S400, merging the neighbor node set and the similar attribute node set to obtain a first attribute graph, and determining the final node representation of the first attribute graph.
Specifically, step S400 includes the following steps S410 to S430.
S410, merging the neighbor node set and the similar attribute node set to obtain a first attribute graph.
S420, splicing the structural representation and the attribute representation of the second node in the first attribute graph, and further determining a first neighbor node of the root node.
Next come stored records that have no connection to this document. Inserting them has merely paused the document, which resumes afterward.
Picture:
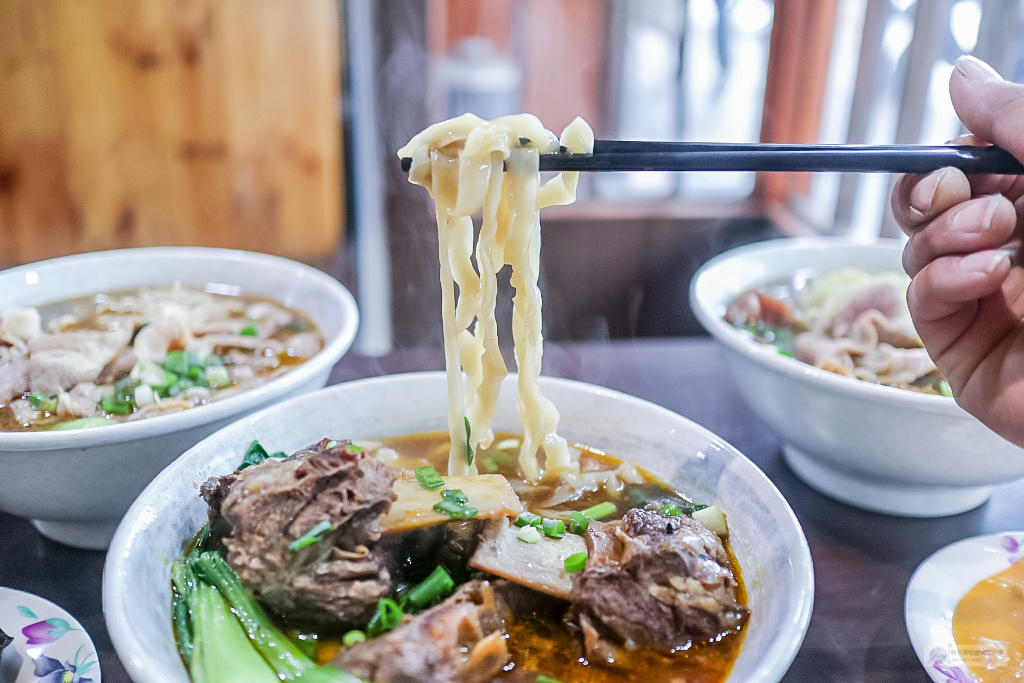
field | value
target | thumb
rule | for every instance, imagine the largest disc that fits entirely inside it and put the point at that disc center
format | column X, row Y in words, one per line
column 990, row 108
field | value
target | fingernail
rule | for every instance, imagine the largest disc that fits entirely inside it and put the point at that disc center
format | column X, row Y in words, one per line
column 923, row 194
column 974, row 69
column 976, row 216
column 984, row 261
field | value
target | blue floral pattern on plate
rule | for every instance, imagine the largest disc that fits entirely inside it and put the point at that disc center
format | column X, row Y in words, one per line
column 49, row 646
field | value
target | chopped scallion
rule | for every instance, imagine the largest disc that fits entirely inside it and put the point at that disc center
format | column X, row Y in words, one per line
column 255, row 455
column 576, row 562
column 456, row 496
column 528, row 519
column 176, row 363
column 113, row 406
column 529, row 535
column 553, row 528
column 671, row 510
column 579, row 523
column 453, row 509
column 352, row 637
column 428, row 477
column 433, row 589
column 314, row 535
column 387, row 617
column 41, row 401
column 600, row 510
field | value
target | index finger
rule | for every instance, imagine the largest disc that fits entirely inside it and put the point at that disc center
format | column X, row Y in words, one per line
column 916, row 199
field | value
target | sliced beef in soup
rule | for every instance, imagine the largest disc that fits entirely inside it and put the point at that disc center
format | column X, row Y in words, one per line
column 264, row 515
column 653, row 581
column 462, row 640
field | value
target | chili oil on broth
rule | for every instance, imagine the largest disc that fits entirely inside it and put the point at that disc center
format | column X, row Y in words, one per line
column 543, row 643
column 114, row 309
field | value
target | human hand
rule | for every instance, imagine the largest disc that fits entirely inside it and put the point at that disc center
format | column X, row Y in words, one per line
column 967, row 293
And splicing the structural representation and the attribute representation representing the same node in the neighbor node set and the similar attribute node set, and determining a first neighbor node of the root node.
And S430, performing fusion calculation on the root node and the first neighbor node by adopting a multi-head attention mechanism to obtain a final node representation.
In the embodiment of the invention, the step of performing fusion calculation on the root node and the first neighbor node by adopting a multi-head attention mechanism comprises the following steps of:
step one, characteristic representation. Converting the input root node and the first neighbor node into feature representations, wherein each node represents a feature or element of data through the feature representations in the first attribute graph;
and step two, similarity calculation. The similarity or the correlation between each node and other nodes is calculated, and dot product, cosine similarity and the like can be adopted in the method for calculating the similarity or the correlation;
and thirdly, calculating weights. Calculating the weight of each first node according to the result obtained by similarity calculation, and converting the similarity into probability distribution by adopting a normalization function (such as Softmax);
and step four, weighted summation. And carrying out weighted summation on the weight of each first node and other corresponding characteristics to obtain a final node representation. The higher weighted nodes have a greater contribution in the final node representation.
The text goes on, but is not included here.